Avec ses 46 familles de vertébrés répertoriées, le gisement livre un aperçu unique de la faune qui occupait l’Europe, voici 140 millions d’années.



LE MONDE
 |    27.08.2018 à 14h30
 • Mis à jour le
27.08.2018 à 15h16
    |

                            Vahé Ter Minassian








                        



                                


                            

La France ne manque pas de dinosaures dans son sous-sol. Loin s’en faut ! Œufs ­fossilisés et Rhabdodon dans la réserve géologique de la Sainte-Victoire, près d’Aix-en-Provence. Ampelosaurus à Campagne-sur-Aude. Titanosaure et ankylosaure à Cruzy, près de Béziers. Et piste de sauropodes de 155 mètres de long à Plagne, dans le Jura.

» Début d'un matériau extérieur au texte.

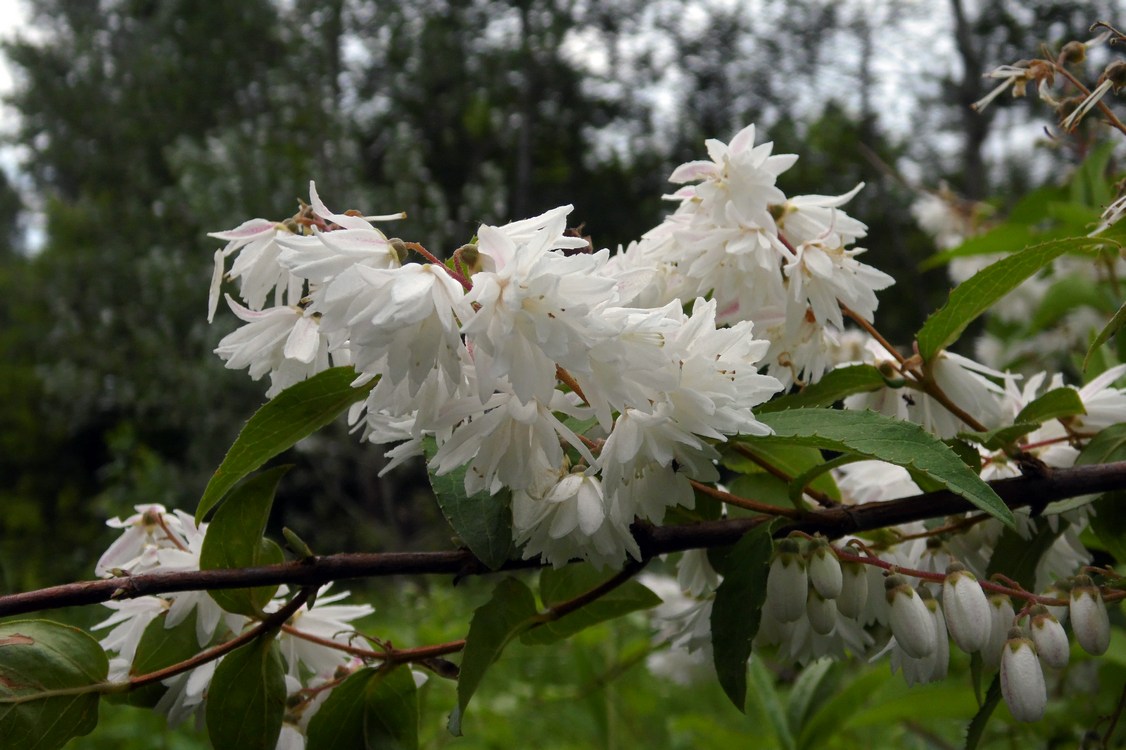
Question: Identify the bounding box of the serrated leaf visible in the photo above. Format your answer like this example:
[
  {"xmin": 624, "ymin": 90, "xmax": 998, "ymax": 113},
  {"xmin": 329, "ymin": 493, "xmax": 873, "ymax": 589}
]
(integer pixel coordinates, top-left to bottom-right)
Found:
[
  {"xmin": 306, "ymin": 667, "xmax": 419, "ymax": 750},
  {"xmin": 520, "ymin": 563, "xmax": 661, "ymax": 645},
  {"xmin": 206, "ymin": 634, "xmax": 286, "ymax": 750},
  {"xmin": 712, "ymin": 524, "xmax": 774, "ymax": 711},
  {"xmin": 422, "ymin": 438, "xmax": 515, "ymax": 570},
  {"xmin": 364, "ymin": 667, "xmax": 419, "ymax": 750},
  {"xmin": 915, "ymin": 236, "xmax": 1102, "ymax": 361},
  {"xmin": 756, "ymin": 365, "xmax": 887, "ymax": 413},
  {"xmin": 958, "ymin": 421, "xmax": 1040, "ymax": 450},
  {"xmin": 1013, "ymin": 387, "xmax": 1087, "ymax": 425},
  {"xmin": 740, "ymin": 409, "xmax": 1015, "ymax": 526},
  {"xmin": 965, "ymin": 675, "xmax": 1001, "ymax": 750},
  {"xmin": 1083, "ymin": 304, "xmax": 1126, "ymax": 372},
  {"xmin": 125, "ymin": 613, "xmax": 202, "ymax": 708},
  {"xmin": 196, "ymin": 367, "xmax": 375, "ymax": 524},
  {"xmin": 199, "ymin": 466, "xmax": 289, "ymax": 617},
  {"xmin": 448, "ymin": 578, "xmax": 538, "ymax": 736},
  {"xmin": 0, "ymin": 619, "xmax": 109, "ymax": 750}
]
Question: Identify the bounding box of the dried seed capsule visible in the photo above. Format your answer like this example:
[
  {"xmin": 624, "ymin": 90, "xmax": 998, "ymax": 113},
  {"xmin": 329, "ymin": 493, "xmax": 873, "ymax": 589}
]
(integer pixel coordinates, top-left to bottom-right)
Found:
[
  {"xmin": 1001, "ymin": 627, "xmax": 1048, "ymax": 722},
  {"xmin": 884, "ymin": 575, "xmax": 938, "ymax": 659},
  {"xmin": 766, "ymin": 539, "xmax": 810, "ymax": 623},
  {"xmin": 1069, "ymin": 575, "xmax": 1110, "ymax": 657},
  {"xmin": 942, "ymin": 563, "xmax": 990, "ymax": 653}
]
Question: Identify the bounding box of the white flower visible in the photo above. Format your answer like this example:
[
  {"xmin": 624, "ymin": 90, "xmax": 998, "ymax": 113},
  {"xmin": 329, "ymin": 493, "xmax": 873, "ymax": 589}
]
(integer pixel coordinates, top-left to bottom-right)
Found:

Près d’une demi-douzaine de chantiers de fouilles, couvrant la période ­allant de la fin du jurassique à la fin du crétacé, sont actifs dans l’Hexagone. Tous ont livré d’intéressantes découvertes. Même si, par leur nombre et par leur diversité, celles d’Angeac-Charente demeurent exceptionnelles.

En effet, avec ses 46 familles de vertébrés répertoriées, le gisement livre un aperçu unique de la faune qui occupait l’Europe, voici 140 millions d’années, au début du crétacé inférieur. Bizarrement, celle-ci se révèle proche de celle qui prospère alors à d’autres ­endroits du globe, l’Asie exceptée. Diplodicidés, allosaures, stégosaures, sauropodes, mégalosaures, brachiosaures… les familles de dinosaures sont les mêmes, quoiqu’on les trouve sous la forme d’espèces différentes. Le matériel mis au jour à Angeac-Charente ne fait pas exception.
Echanges entre continents
« On sait que des formations géologiques, un peu plus anciennes, datant de la fin du jurassique, comme celles de Morrison, aux Etats-Unis, et de Tendaguru, en Tanzanie, sont très similaires en termes de contenu en fossiles, explique Ronan Allain, paléontologue au Muséum national d’histoire naturelle. L’idée a été avancée qu’il existait, à cette époque, une continuité faunique dans la zone séparant l’Amérique du Nord de l’Afrique. Le gisement d’Angeac-Charente, qui est géographiquement situé au milieu de ces deux ­sites, confirme cette hypothèse, à la suite d’autres découvertes réalisées en Espagne et au Portugal. »
Voici 140 millions d’années, l’océan Atlantique est déjà formé. L’Afrique et l’Amérique du Sud ne se sont...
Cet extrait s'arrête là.